Prom 19: Alina Ibragimova plays Johann Sebastian Bach’s Sonatas and Partitas for unaccompanied violin (1)

Bach
Sonata in G minor, BWV1001
Partita in B minor, BWV1002
Sonata in A minor, BWV1003

Alina Ibragimova (violin)


Reviewed by: Kate Telfer

Reviewed: 31 July, 2015
Venue: Royal Albert Hall, London

Violinist Alina Ibragimova performs the first of two solo Late Night Proms, across which she plays the complete Partitas and Sonatas for solo violin by J.S. Bach.Photograph: BBC/Chris ChristodoulouThis is only the second Prom (and it was a late-night affair) – during one hundred and twenty-one seasons – to programme J. S. Bach’s solo-violin repertoire. It seems fitting that Alina Ibragimova should be the chosen musician, for she was once a pupil at the Yehudi Menuhin School whose founder recorded the first comprehensive edition of Bach’s Sonatas and Partitas.

The absence of vibrato (an Ibragimova trademark) was childlike and she found innocence where others have found complexity. Like the sound she produced, the profundity purified and condensed on the air, weightier yet somehow simpler. Ibragimova slow-danced to the music – she cowered, softened, arched and straightened until becoming almost motionless on its summits.

Head angled to gaze directly down the fingerboard, her attention was sometimes held by her instrument alone, as though an independent appreciator of its song. At other times the music was the sole consideration and she looked out and played without moving; at other times it plagued her from the inside and a movement from the Partita was a manic episode. Preceding it was a ‘Corrente’, its triple time and non-altering note values made for a masterclass in using the bow as she made light work of constantly changing inflections. Symmetric bars, asymmetric bars and quavers played soft staccato – all such things came and went beautifully.

The audience was drowsed in Bach-induced psychedelia. Some in the Arena lay and observed the blue bauble heavens, while others were draped in chairs and over banisters. Musical abandon suited the decadence of the Italianate surroundings. Spiritual abandon, too. The vault, the space, the quiet and the architecture might have been those of a great eighteenth-century rococo church.
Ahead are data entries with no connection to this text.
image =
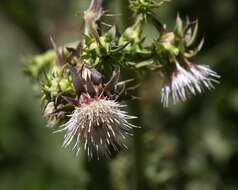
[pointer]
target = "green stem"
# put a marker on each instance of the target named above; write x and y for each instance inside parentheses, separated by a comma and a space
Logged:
(126, 14)
(135, 108)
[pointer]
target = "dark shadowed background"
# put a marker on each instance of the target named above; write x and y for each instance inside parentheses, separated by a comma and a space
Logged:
(190, 146)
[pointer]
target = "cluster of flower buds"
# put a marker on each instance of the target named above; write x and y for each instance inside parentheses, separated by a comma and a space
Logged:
(81, 88)
(145, 7)
(87, 108)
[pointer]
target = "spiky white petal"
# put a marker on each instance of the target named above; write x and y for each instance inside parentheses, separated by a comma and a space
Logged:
(184, 81)
(98, 126)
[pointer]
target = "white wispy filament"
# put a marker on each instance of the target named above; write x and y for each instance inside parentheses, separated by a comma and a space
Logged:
(99, 126)
(185, 81)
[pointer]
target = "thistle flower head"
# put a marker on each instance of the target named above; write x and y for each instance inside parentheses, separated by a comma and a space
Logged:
(98, 125)
(181, 81)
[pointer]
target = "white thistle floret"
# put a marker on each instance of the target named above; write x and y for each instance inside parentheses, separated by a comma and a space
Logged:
(98, 126)
(182, 82)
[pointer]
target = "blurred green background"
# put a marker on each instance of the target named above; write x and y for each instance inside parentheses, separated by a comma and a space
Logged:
(190, 146)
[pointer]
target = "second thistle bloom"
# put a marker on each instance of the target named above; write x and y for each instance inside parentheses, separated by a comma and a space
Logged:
(182, 81)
The acoustic in the Royal Albert Hall is forever curious, for in the vastness was intimacy. Ibragimova played as though for herself and for Bach, and we were made privy to something deeply private. Note after note penetrated the great space where all the implications of harmonic continuum and human achievement were left to swirl and could be observed.
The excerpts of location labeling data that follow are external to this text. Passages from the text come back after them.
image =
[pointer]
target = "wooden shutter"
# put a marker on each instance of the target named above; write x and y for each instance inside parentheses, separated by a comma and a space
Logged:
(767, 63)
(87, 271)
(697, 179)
Ibragimova stood close to the audience, a comparable human being. Bach’s music, Ibragimova’s playing, Anselmo Bellesio’s violin, made circa 1775, the Royal Albert Hall (masterminded by Henry Cole, designed by Lieutenant-Colonel Henry Scott and Captain Francis Fowke) are the extraordinary achievements of people. Suddenly the audience’s wheezing and stifled spluttering, rustlings and fidgets were beautiful in the light of them. Bach sounded on, silences and implied harmonies exquisitely expressed. while what was expressed rested only fleetingly until that most significant of notes, the final A.